It takes just 10 minutes of exercise to experience the endorphin rush known as ‘runners’ high’, a major UK survey has found.
The YouGov poll of over 2,000 UK adults showed, for those who exercise three times a week or more, a natural high is achieved on average just nine minutes and 44 seconds into rigorous activity.
Commissioned by online sports retailer wiggle.co.uk, the survey also reveals differences between men and women in the time it takes for the endorphins to hit.
Women on average achieve the natural high from exercise over a minute quicker than men. It takes just nine minutes and seven seconds for females surveyed to achieve a rush of reward chemistry in the brain while men took 10 minutes and 20 seconds on average.
In one of the more unexpected findings, regional variances were found among UK adults, with the East Midlands achieving ‘that feeling’ quickest – in just 7mins 26secs – while the North West took longest, 12mins 20secs.
The results also unveiled unexpected results in terms of age, with 35 to 44-year-olds reporting it took them longest to reach a natural high, at 12 minutes and 47 seconds.

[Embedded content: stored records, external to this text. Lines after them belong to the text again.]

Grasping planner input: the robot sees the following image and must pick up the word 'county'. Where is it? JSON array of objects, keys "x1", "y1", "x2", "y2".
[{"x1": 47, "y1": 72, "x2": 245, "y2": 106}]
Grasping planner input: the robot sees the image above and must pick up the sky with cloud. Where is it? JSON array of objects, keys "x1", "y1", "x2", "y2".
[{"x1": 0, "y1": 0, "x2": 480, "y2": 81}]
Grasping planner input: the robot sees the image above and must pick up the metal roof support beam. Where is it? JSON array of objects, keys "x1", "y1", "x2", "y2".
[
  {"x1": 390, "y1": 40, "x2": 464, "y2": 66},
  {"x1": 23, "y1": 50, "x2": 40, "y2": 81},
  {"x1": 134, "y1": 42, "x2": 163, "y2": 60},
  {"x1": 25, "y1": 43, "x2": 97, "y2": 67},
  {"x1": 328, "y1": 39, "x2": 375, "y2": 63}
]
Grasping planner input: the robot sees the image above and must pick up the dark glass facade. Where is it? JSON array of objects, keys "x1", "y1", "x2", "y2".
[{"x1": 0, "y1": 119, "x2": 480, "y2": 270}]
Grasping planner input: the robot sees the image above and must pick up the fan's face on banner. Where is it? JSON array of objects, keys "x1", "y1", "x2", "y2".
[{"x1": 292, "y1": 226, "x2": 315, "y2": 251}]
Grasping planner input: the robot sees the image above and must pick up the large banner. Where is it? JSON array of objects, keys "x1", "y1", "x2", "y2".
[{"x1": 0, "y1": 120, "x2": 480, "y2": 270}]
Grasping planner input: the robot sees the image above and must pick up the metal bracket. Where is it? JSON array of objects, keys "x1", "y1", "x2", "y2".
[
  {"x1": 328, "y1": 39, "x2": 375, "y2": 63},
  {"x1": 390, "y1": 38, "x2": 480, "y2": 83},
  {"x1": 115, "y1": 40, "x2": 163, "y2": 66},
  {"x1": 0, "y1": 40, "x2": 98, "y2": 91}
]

Surprisingly, those aged 45 to 54 were 81% quicker in getting a chemical ‘thank you’ from their brains, taking just seven minutes and four seconds to kick-in.
More predictably, young adults between 18 and 24-years-old, experienced the euphoric feelings quickest in under seven minutes.
Commenting on the findings, Michael Caulfield, a leading sports psychologist at leading performance consultancy firm The Sporting Edge, said the results provided a new source of motivation for people to squeeze more exercise into their packed schedules.
“It’s something everyone can relate to in what are now very busy lifestyles,” he said. “It is often easier to think of reasons not to exercise but there is a very distinct moment where your mindset changes and you take action.
“Once you do, you never look back at running or exercise and say ‘I wish I hadn’t done that’.”
There were also differences between sports, with those who run as their main form of exercise experiencing a euphoric moment quicker than walkers, hikers, or those taking an exercise class.
However, it was gym goers that enjoyed a brain chemistry hit the quickest, having to wait just 6mins 36secs.
“Different sports provide different psychological challenges and barriers,” Michael added.
“People are also naturally wired differently, face different lifestyle and environmental challenges and may have different forms of motivation.
“Research shows that this self-motivation tends to peak for 18 to 24-year-olds, so millennials are more likely to push themselves to get out there and exercise compared to other age groups.”
Improving well-being and health was the most reported reason for exercising by far, with 78% of respondents noting it was their primary reason, while 33% said a lack motivation was behind their failure to exercise.
The survey results follow the launch of wiggle.co.uk’s ‘Get There’ campaign, which highlights the leading retailer’s commitment to helping its customers achieve the rewarding feeling of accomplishment that exercise and sport provides, along with those natural endorphin hits.
Commenting on the results, director of brand marketing at Wiggle, Dan Staples, said: “We all know those days when it’s more tempting to hit the snooze button, but as this research shows, the benefits of exercise and sport outweigh any excuses to not get out and get active.
“We’d encourage people to push themselves to overcome the mental barriers and reap the rewards.”